Dossier / in-depth analysis

The real challenge of enterprise AI is no longer the model, but how it is operated

In June 2026, the main cloud providers (Google Cloud, AWS, Microsoft, Databricks) are shifting their messaging away from model competition and toward operating AI agents. This shift puts MLOps at the center, with four key challenges: business context, governance, observability and inference cost, repositioning the cloud as the operating system of AI.

STStephane Nachez · ·13 min
The real challenge of enterprise AI is no longer the model, but how it is operated
Visuel d'illustration créé avec l'IA
Contents

In June 2026, the most important signal for enterprises is not the arrival of yet another LLM, nor even the benchmark race. The real shift, visible at Google Cloud, AWS, Microsoft and Databricks, is elsewhere: MLOps is becoming a discipline for operating agents, with four issues rising at the same time - business context, governance, observability and unit inference cost. As all the major players reorganize their announcements around runtime, identity, gateways, memory, tracing and continuous evaluation, this is no longer a trend effect; it is a layer shift. 

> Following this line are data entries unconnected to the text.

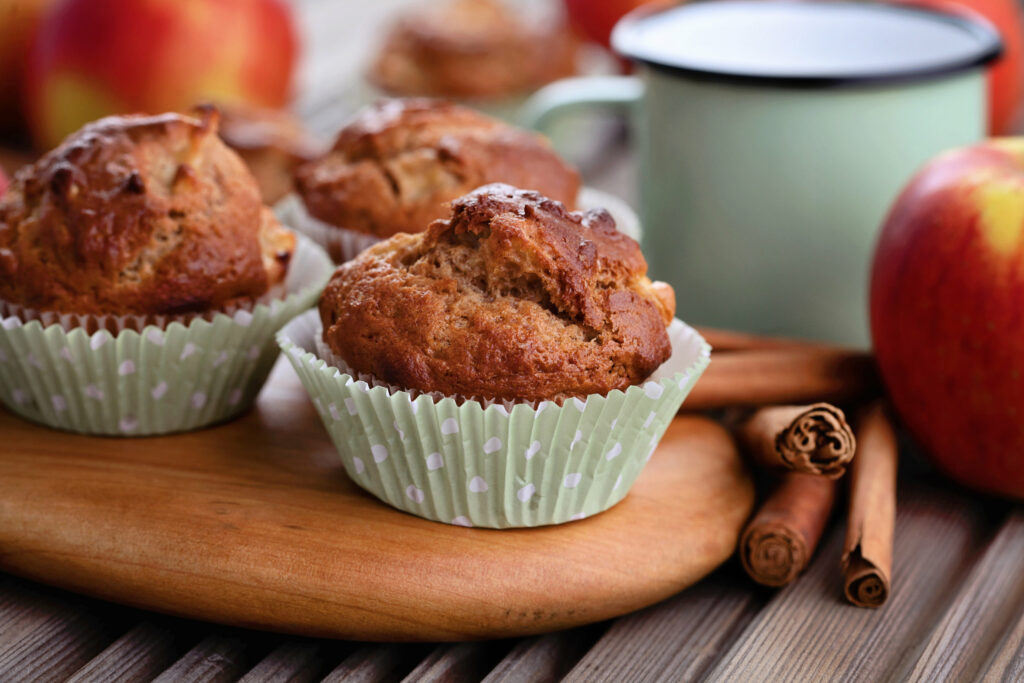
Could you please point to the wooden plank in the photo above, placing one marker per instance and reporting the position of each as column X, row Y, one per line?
column 985, row 607
column 1007, row 662
column 544, row 657
column 254, row 523
column 676, row 640
column 138, row 655
column 292, row 662
column 218, row 658
column 51, row 639
column 465, row 662
column 376, row 664
column 807, row 632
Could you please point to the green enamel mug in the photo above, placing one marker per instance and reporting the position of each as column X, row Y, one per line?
column 772, row 136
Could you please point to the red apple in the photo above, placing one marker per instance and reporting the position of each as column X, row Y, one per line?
column 595, row 18
column 1006, row 76
column 91, row 58
column 18, row 19
column 947, row 291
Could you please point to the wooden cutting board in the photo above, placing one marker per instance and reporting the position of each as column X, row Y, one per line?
column 255, row 523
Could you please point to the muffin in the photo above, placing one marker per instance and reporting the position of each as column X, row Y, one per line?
column 478, row 49
column 512, row 366
column 396, row 166
column 141, row 216
column 271, row 142
column 513, row 297
column 142, row 280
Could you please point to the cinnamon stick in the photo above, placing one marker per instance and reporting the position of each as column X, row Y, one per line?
column 812, row 438
column 867, row 554
column 785, row 376
column 778, row 543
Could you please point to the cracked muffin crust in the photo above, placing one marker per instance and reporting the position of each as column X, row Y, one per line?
column 396, row 166
column 513, row 297
column 472, row 48
column 139, row 215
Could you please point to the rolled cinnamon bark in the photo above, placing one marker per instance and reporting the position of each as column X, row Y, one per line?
column 785, row 376
column 778, row 543
column 812, row 438
column 867, row 554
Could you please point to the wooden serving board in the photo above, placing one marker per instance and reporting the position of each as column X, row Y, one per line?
column 255, row 523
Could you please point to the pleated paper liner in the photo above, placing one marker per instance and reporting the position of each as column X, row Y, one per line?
column 496, row 466
column 344, row 245
column 148, row 379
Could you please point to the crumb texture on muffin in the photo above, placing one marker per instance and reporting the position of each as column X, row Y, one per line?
column 514, row 298
column 472, row 48
column 139, row 215
column 395, row 167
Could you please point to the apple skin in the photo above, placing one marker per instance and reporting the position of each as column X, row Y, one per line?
column 947, row 312
column 18, row 19
column 94, row 58
column 594, row 19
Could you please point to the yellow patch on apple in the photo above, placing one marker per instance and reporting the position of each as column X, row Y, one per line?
column 71, row 101
column 1001, row 214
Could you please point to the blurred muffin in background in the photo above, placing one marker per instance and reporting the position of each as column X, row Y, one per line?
column 395, row 167
column 139, row 215
column 477, row 49
column 272, row 143
column 142, row 280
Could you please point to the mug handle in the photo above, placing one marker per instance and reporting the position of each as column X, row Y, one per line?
column 584, row 92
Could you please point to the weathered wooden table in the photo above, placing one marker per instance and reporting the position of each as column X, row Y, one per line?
column 956, row 610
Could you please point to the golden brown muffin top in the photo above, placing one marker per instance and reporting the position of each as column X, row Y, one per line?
column 514, row 297
column 139, row 215
column 395, row 167
column 472, row 48
column 272, row 142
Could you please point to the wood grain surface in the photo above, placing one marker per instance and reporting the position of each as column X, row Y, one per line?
column 254, row 523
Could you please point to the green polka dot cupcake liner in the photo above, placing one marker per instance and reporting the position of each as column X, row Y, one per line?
column 496, row 465
column 148, row 379
column 344, row 245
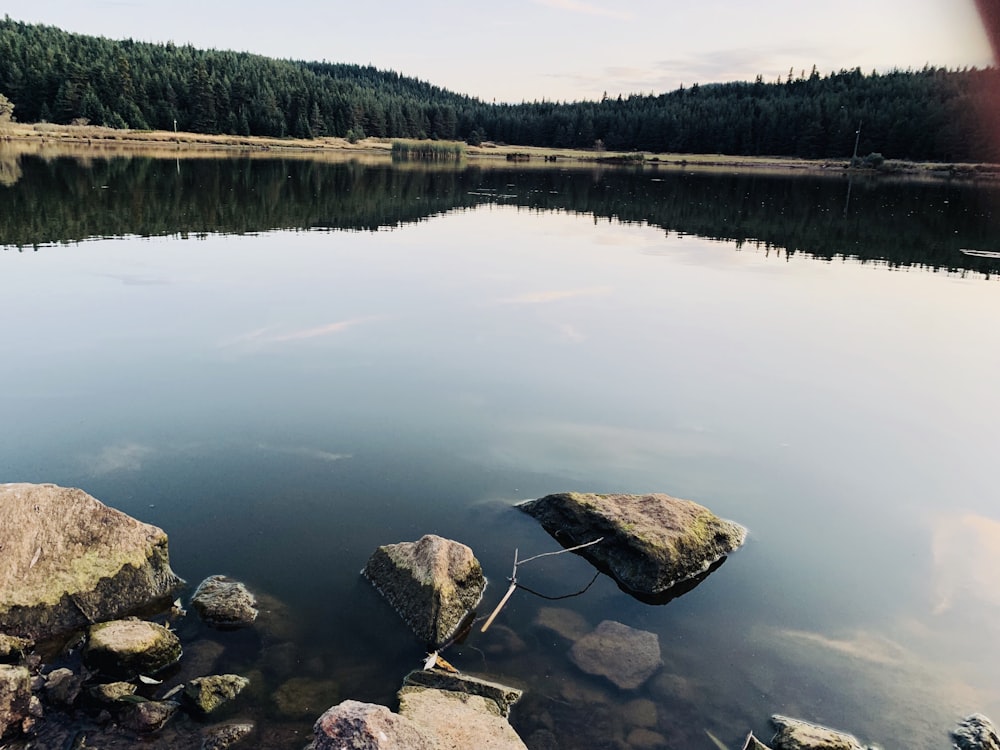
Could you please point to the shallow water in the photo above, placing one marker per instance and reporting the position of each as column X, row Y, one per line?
column 282, row 401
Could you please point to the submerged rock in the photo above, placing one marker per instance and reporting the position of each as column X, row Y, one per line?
column 224, row 603
column 366, row 726
column 976, row 732
column 433, row 583
column 650, row 542
column 15, row 696
column 126, row 648
column 795, row 734
column 626, row 656
column 212, row 692
column 70, row 561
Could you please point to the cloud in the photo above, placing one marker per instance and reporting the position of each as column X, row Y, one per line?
column 587, row 9
column 556, row 295
column 115, row 458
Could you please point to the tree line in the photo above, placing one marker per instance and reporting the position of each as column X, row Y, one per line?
column 932, row 114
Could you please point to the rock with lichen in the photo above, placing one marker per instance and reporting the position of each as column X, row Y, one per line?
column 70, row 561
column 434, row 583
column 649, row 543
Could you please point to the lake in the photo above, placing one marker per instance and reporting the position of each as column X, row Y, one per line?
column 285, row 363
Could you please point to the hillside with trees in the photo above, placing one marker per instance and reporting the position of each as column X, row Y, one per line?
column 931, row 114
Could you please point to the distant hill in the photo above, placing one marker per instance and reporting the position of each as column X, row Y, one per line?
column 932, row 114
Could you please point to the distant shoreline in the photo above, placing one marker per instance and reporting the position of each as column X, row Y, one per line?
column 88, row 140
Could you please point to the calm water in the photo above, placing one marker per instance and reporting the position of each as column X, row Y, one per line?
column 285, row 364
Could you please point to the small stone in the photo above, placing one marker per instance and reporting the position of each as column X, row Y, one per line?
column 149, row 716
column 976, row 732
column 626, row 656
column 795, row 734
column 224, row 603
column 223, row 736
column 127, row 648
column 209, row 693
column 62, row 686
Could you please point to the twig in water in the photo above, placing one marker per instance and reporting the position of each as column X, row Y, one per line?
column 513, row 577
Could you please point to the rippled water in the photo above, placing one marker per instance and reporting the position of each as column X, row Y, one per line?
column 282, row 401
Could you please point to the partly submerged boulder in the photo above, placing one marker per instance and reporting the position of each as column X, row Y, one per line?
column 69, row 561
column 795, row 734
column 433, row 583
column 650, row 542
column 626, row 656
column 224, row 603
column 126, row 648
column 366, row 726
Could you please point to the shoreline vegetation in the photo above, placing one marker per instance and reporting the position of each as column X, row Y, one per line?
column 99, row 141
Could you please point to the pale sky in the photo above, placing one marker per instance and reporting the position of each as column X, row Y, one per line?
column 559, row 50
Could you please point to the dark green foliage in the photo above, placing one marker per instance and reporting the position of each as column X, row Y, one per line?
column 932, row 114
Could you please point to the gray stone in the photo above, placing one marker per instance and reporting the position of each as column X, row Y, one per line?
column 650, row 542
column 503, row 696
column 70, row 561
column 433, row 583
column 222, row 736
column 626, row 656
column 126, row 648
column 15, row 695
column 225, row 603
column 62, row 686
column 458, row 720
column 149, row 716
column 976, row 732
column 795, row 734
column 366, row 726
column 209, row 693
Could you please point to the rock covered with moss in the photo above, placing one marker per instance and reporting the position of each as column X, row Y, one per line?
column 650, row 542
column 69, row 561
column 433, row 583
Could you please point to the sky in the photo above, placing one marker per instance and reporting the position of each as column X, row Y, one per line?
column 555, row 50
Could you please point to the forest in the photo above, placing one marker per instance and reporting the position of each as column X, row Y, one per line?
column 932, row 114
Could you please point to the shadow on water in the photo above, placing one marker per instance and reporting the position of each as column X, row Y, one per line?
column 934, row 224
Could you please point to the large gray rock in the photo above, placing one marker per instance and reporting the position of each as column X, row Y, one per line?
column 626, row 656
column 15, row 695
column 69, row 561
column 433, row 583
column 224, row 603
column 366, row 726
column 126, row 648
column 457, row 719
column 650, row 542
column 976, row 732
column 795, row 734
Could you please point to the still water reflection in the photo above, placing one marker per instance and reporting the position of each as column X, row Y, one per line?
column 283, row 401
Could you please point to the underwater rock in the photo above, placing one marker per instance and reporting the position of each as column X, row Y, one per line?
column 433, row 583
column 366, row 726
column 126, row 648
column 223, row 736
column 976, row 732
column 209, row 693
column 148, row 716
column 70, row 561
column 224, row 603
column 15, row 695
column 650, row 542
column 626, row 656
column 795, row 734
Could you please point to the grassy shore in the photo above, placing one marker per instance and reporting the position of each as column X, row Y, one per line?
column 88, row 140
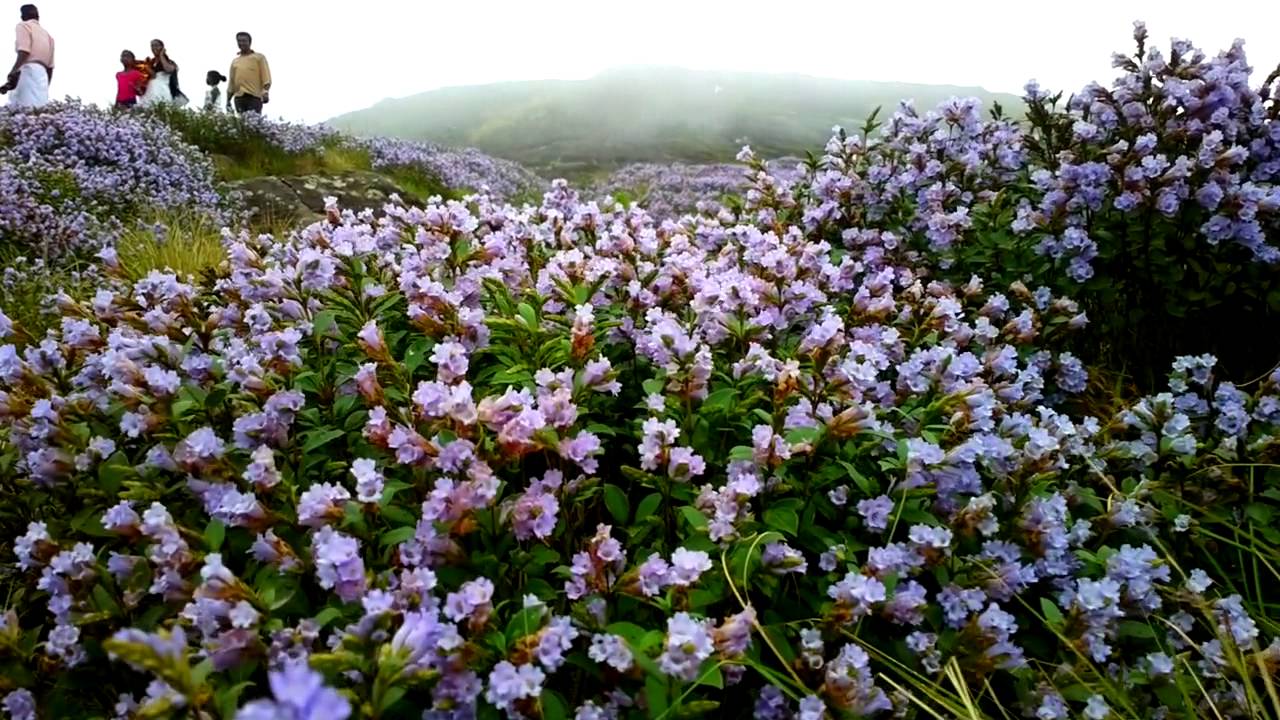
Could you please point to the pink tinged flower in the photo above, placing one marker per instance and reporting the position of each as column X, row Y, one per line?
column 274, row 551
column 534, row 514
column 202, row 445
column 611, row 650
column 338, row 564
column 688, row 565
column 451, row 361
column 583, row 450
column 472, row 601
column 554, row 641
column 598, row 374
column 653, row 575
column 734, row 636
column 321, row 504
column 508, row 684
column 122, row 518
column 371, row 341
column 261, row 472
column 685, row 464
column 368, row 384
column 369, row 481
column 689, row 643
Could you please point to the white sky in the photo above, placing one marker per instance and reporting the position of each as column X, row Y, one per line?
column 336, row 55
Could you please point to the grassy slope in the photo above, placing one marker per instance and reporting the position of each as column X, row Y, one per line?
column 643, row 114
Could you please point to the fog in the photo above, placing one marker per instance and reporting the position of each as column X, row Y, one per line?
column 329, row 57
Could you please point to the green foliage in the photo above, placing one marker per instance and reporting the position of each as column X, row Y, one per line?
column 579, row 128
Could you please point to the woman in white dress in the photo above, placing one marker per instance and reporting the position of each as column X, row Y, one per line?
column 163, row 86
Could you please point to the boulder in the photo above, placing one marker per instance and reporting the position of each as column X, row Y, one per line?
column 273, row 201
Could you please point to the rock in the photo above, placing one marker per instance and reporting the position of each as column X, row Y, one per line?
column 270, row 203
column 274, row 201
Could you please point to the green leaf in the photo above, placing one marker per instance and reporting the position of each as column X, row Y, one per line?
column 528, row 314
column 113, row 473
column 214, row 534
column 391, row 697
column 782, row 519
column 656, row 692
column 397, row 536
column 528, row 621
column 104, row 601
column 629, row 632
column 319, row 438
column 720, row 400
column 1136, row 629
column 694, row 516
column 616, row 501
column 648, row 506
column 324, row 322
column 712, row 678
column 553, row 706
column 327, row 615
column 416, row 354
column 1052, row 615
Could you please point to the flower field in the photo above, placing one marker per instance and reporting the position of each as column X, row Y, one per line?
column 932, row 424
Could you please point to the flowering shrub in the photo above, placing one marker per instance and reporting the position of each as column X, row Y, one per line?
column 677, row 188
column 572, row 461
column 72, row 176
column 461, row 169
column 234, row 135
column 1153, row 201
column 283, row 147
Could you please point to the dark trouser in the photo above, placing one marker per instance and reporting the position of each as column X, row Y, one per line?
column 248, row 104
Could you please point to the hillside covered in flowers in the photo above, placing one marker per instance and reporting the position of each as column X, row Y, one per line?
column 961, row 417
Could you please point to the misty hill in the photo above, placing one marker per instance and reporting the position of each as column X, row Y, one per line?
column 575, row 128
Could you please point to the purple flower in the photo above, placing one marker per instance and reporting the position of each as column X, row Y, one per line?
column 508, row 683
column 612, row 651
column 321, row 504
column 876, row 511
column 369, row 481
column 19, row 705
column 338, row 564
column 300, row 693
column 689, row 642
column 688, row 565
column 556, row 638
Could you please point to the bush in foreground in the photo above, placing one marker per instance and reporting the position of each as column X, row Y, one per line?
column 571, row 461
column 73, row 178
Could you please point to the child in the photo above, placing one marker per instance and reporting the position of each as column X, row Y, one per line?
column 213, row 78
column 129, row 82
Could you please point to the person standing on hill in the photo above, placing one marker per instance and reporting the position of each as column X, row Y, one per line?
column 163, row 89
column 250, row 78
column 129, row 82
column 33, row 68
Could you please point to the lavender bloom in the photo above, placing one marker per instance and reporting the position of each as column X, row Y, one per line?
column 689, row 642
column 338, row 564
column 19, row 705
column 369, row 481
column 508, row 684
column 876, row 511
column 300, row 693
column 612, row 651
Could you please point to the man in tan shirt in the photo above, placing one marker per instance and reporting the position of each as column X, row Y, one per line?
column 33, row 67
column 250, row 80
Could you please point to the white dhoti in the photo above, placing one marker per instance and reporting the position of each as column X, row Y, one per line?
column 32, row 89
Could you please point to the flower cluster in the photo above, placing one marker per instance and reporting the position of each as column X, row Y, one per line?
column 462, row 169
column 677, row 188
column 571, row 459
column 73, row 176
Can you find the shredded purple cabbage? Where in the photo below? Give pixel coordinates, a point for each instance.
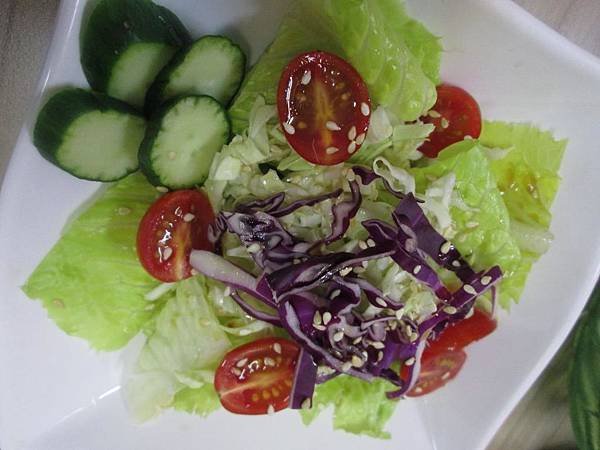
(319, 297)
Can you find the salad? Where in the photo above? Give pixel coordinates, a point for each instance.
(332, 228)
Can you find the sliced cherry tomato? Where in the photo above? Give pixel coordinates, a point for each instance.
(444, 357)
(174, 225)
(256, 378)
(455, 115)
(324, 107)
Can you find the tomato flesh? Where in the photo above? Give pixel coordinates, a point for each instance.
(444, 357)
(455, 115)
(256, 378)
(174, 225)
(324, 107)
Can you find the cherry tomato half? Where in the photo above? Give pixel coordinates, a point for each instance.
(444, 357)
(324, 107)
(455, 115)
(174, 224)
(256, 378)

In other words: in 2024, the key question was mostly which model to choose; in 2026, the question that determines whether something reaches production is more about who controls the context, permissions, traces, costs and the ability to switch providers. Microsoft says it almost bluntly: the bottleneck is no longer model capacity, but the enterprise’s shared context. Databricks, for its part, explains that the visible agentic loop is only a small part of the work, and that the rest is hidden technical debt made up of security, deployment, monitoring, cost and quality. AWS now emphasizes continuous improvement based on production traces. Google is pushing a full platform to build, deploy, govern and optimize agents.

It is not AI entering the cloud; it is the cloud becoming the operating system of AI again.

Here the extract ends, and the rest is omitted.